According to an ancient aphorism attributed to Aeschylus, “in war, truth is the first casualty”: nothing could be truer as we have experienced in the last two years, during which the falsehoods propagated by politicians and mainstream media are countless. If reality can be distorted to convince the public of the righteousness of certain political choices—a phenomenon to which we have become accustomed—the problem becomes dramatic and dangerous when the ruling class loses all connection with the facts and becomes a victim of its own self-delusion.

Immediately after the invasion of Ukraine, the narratives presented were different: Russia, with a GDP equal to that of Spain, would quickly be brought to its knees by sanctions and the economic war waged against it by the G7 countries; the Russian army is in dire conditions and lacks cutting-edge technology (according to Ursula von der Leyen, the Russians were taking chips from stolen washing machines in Ukraine); President Putin’s health is compromised… But more than two years after the fateful day of February 24, 2022, the International Monetary Fund predicts a 2.6% growth rate for the Russian economy in 2024, while Germany, the EU’s locomotive, is in recession. The Russians had adapted to the sanctions as early as 2014 and prepared to be self-sufficient in the fields of IT and banking.
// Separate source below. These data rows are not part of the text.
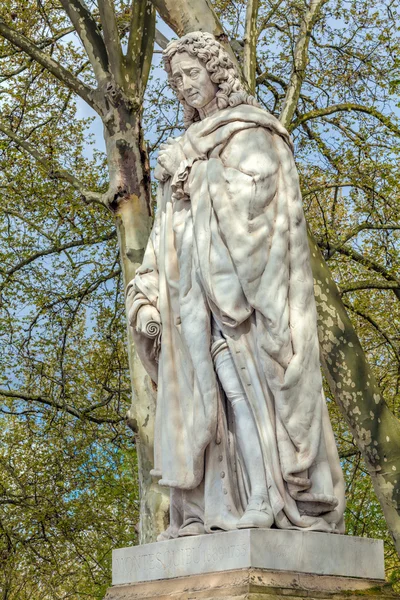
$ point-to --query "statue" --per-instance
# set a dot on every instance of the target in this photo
(223, 315)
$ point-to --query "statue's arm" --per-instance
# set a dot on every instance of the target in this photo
(142, 290)
(243, 183)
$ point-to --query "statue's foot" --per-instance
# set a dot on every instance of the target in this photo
(170, 533)
(195, 528)
(257, 514)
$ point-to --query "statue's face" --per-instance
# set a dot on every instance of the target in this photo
(193, 80)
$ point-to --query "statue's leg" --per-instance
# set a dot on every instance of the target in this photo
(258, 512)
(193, 511)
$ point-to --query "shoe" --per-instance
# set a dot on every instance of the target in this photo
(257, 514)
(194, 528)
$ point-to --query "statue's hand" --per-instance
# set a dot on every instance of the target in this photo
(170, 156)
(293, 373)
(148, 321)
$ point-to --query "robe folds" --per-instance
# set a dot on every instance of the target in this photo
(229, 244)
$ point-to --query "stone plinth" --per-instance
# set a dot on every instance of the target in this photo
(254, 584)
(267, 549)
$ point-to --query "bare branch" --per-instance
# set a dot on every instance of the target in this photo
(140, 44)
(62, 74)
(374, 324)
(88, 196)
(265, 21)
(84, 416)
(300, 60)
(347, 107)
(161, 40)
(368, 285)
(250, 44)
(267, 75)
(111, 38)
(367, 262)
(90, 35)
(57, 249)
(198, 14)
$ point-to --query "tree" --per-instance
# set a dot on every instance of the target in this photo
(306, 70)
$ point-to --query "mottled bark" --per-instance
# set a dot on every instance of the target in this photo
(300, 61)
(250, 44)
(128, 197)
(375, 429)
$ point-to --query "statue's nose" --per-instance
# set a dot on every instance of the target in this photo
(187, 84)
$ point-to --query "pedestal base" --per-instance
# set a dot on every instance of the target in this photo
(252, 563)
(254, 584)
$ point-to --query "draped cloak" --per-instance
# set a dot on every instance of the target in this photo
(231, 244)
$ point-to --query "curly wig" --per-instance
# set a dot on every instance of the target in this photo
(204, 46)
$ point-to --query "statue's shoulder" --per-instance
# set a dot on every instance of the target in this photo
(251, 150)
(248, 113)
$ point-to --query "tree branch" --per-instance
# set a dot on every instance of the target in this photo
(161, 40)
(111, 39)
(367, 262)
(347, 107)
(62, 74)
(196, 14)
(87, 195)
(250, 44)
(90, 35)
(265, 20)
(367, 285)
(56, 249)
(300, 60)
(376, 326)
(140, 44)
(84, 416)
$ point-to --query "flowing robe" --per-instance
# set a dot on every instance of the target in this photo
(229, 243)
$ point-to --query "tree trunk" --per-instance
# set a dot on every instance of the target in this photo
(129, 199)
(374, 427)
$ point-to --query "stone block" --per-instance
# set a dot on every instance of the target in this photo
(267, 549)
(254, 584)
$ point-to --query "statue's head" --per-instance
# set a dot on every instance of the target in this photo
(199, 70)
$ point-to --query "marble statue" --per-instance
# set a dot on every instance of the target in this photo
(224, 319)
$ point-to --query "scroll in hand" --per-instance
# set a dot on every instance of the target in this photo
(148, 323)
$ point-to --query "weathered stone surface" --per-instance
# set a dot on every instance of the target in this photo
(254, 584)
(275, 550)
(223, 317)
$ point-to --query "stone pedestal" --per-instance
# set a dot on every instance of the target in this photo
(253, 563)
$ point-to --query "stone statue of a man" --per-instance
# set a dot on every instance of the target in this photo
(224, 317)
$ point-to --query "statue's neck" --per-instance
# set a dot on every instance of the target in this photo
(209, 109)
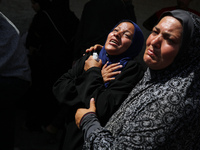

The Russian army is well-equipped, supplied, and has technologically advanced weapons, from hypersonic missiles to electronic warfare tools.

As sociologist Emmanuel Todd notes in his recent essay “The Defeat of the West” (Gallimard), it is the Western military industry that is lacking and unable to guarantee supplies to Ukraine. Prior to the war, Russia’s GDP was less than 5% of the total GDP of the G7. A small economic power and a military power “in miniature,” equal to one-tenth of that of the USA, which has proven capable of producing more weapons than the entire West. This poses a double problem: the first to the Ukrainian army, which loses the war due to lack of resources that the West cannot supply, as well as manpower; the second is more important and devastating for the dominant economic science, which finds itself without conceptual tools to understand how such a situation is possible. This is the crucial point: financial turbo-capitalism may be able to dominate the virtual market, but the real economy, on which even the war economy is based, can be much more resilient, as the Russian economy has shown, diversifying its sources and foreign trade.

Finally, Putin seems to be in excellent physical and political shape. The widespread consensus in the recent elections is due to two decisive factors: the difference between present-day Russia and the one Putin inherited from Yeltsin in the 1990s (devastated by a deep economic-social crisis, while since 1999 per capita GDP has tripled and the country has emerged from the tunnel) and the renewed Russian national pride, supported by the widespread perception of being in an existential war against the West.

In more than two years, the war has caused the deaths of over half a million soldiers and the devastation of a country. The profound misunderstanding of reality is making the danger of a conflict between NATO and Russia, which could escalate into a nuclear annihilation war, increasingly imminent. There has been no public reflection on the failure to interpret basic facts since February 2022. Leaders like Letta, Draghi, and Von der Leyen, to name a few, have never found themselves in the uncomfortable position of having to explain the reasons for their incorrect stance. Faced with the initial narrative failure, we are now witnessing a complete change in narrative: the Russian army, instead of being an army of desperados with shovels to be defeated on the battlefield, has become a threat to the whole of Europe. Therefore, says Charles Michel, “we must produce more weapons and train soldiers: if we want peace, we must prepare for war.” War against the country with the largest nuclear arsenal on the planet is an obvious madness, which once again reveals the inadequacy of this ruling class.

As Jeffrey Sachs, an enlightened voice, points out, a very simple point: instead of perpetuating rhetoric against Russia and Putin at every opportunity, it is necessary to sit down at the table and negotiate. Whether we like the counterpart or not, we do not choose it. Everything has been said and done by Western governments in the last two years, except for this obvious step. Moreover, as former Israeli Prime Minister Naftali Bennett among others reminds us, it was the West, and particularly Boris Johnson, who thwarted the agreement between Russia and Ukraine in Turkey in March 2022. Two terrible years have passed; it is time to say enough to this madness.